When I trained as a therapist, I had no intention of specialising in working with Borderline Personality Disorder (BPD), sometimes referred to Emotionally Unstable Personality Disorder (EUPD). In fact, I go further, I actively intended not to! Having worked in the mental health system for many years, I’d been subject to, and had absorbed the very negative stigma surrounding BPD/ EUPD clients as ‘hard work’, ‘manipulative’ ‘unhelpable’, let alone ‘risky’. Why would anyone want to specialise in such work?
However, over my years in Psychotherapy practice I found I worked well with clients who identified with BPD symptoms. We developed great rapport and they would say how much the therapy helped them. The only problem was, I wasn’t observing lasting change in emotional distress and behavioural impulsivity. Yeah, we got on great, and they felt better immediately after each session, but the therapeutic connection wouldn’t last long and they would soon be back in emotional distress. This is what leads many clinicians to compassion fatigue and ultimately back to the stigma of clients being ‘hard work, and ‘unhelpable’.
This is when I decided to start looking for further training, there surely must be more we as therapists could do for clients in such cyclical distress! That’s when I came across Dialectical Behaviour Therapy (DBT), and off I went to train….. and really DISLIKED IT! Woah DBT was so different and directive compared to anything I’d trained in previously and grated harshly against my roots as a relational Psychotherapist. I did however persevere, reminding myself of the evidence base, and eventually understood the interweaving of directive behavioural change strategies with compassionate validation. It took many years to truly get a handle on the approach, but eventually I did and now I co-lead our DBT service at RHCP. It is the greatest privilege to be alongside clients who struggle with emotional hypersensitivity, to help them finally learn about their emotions, and get back to a position where their emotions serve them, rather than living a life serving their emotions!
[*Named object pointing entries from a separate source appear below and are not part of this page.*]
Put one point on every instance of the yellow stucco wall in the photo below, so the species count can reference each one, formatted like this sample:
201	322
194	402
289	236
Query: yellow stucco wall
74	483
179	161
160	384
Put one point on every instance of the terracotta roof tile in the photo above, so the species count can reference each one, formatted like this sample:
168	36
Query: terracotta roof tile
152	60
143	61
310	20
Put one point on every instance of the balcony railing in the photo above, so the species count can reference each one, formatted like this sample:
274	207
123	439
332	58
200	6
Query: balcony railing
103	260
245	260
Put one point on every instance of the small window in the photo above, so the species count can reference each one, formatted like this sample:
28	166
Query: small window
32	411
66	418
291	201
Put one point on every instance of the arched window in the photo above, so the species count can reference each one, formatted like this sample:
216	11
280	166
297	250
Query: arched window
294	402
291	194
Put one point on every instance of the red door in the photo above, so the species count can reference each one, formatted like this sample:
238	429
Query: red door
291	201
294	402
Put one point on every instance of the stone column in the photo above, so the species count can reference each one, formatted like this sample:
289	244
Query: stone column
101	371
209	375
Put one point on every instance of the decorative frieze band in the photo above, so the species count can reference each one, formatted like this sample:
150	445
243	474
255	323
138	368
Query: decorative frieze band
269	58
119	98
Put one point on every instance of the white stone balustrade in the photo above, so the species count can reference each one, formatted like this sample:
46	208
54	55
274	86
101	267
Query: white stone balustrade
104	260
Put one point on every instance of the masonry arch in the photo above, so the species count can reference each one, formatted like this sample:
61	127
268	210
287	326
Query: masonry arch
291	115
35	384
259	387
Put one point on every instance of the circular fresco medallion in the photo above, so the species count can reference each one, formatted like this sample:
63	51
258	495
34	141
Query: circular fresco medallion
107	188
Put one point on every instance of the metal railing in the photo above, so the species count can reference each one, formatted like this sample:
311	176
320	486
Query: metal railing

Being confident in my approach has changed my view completely of this highly stigmatized group. They are not hard work or manipulative, and certainly not unhelpable! They just feel their feelings quicker, stronger and for longer than most other people, and often for very valid reasons! They are the same feelings we all feel, just more intense, and any of us would behave in the same ways if we felt pain as intensely. It’s time now we took the anti-Mental Health stigma battle further than generic ‘mental health’, and look deeper at the most stigmatized disorders that are even judged negatively within the mental health system! Let’s start with the term ‘Personality Disorder’, What a dreadful term! How can we ever move away from stigma when someone is labelled as being disordered in the core of their personality! What hope of change do we offer people once we give someone such a label?
Compassion is central to therapeutic intervention, can it not have a role in psychiatric diagnosis too? A term such as ‘Emotional Regulation Disorder’ would surely offer a more encouraging starting point, a less judgmental diagnostic and a more ‘on point’ label for the difficulties being experienced?
I hope anyone who reads this who has been diagnosed with a Personality Disorder can know that even when a professional ‘specialises’ in working with a Personality Disorder, it does not mean they think your personality is disordered!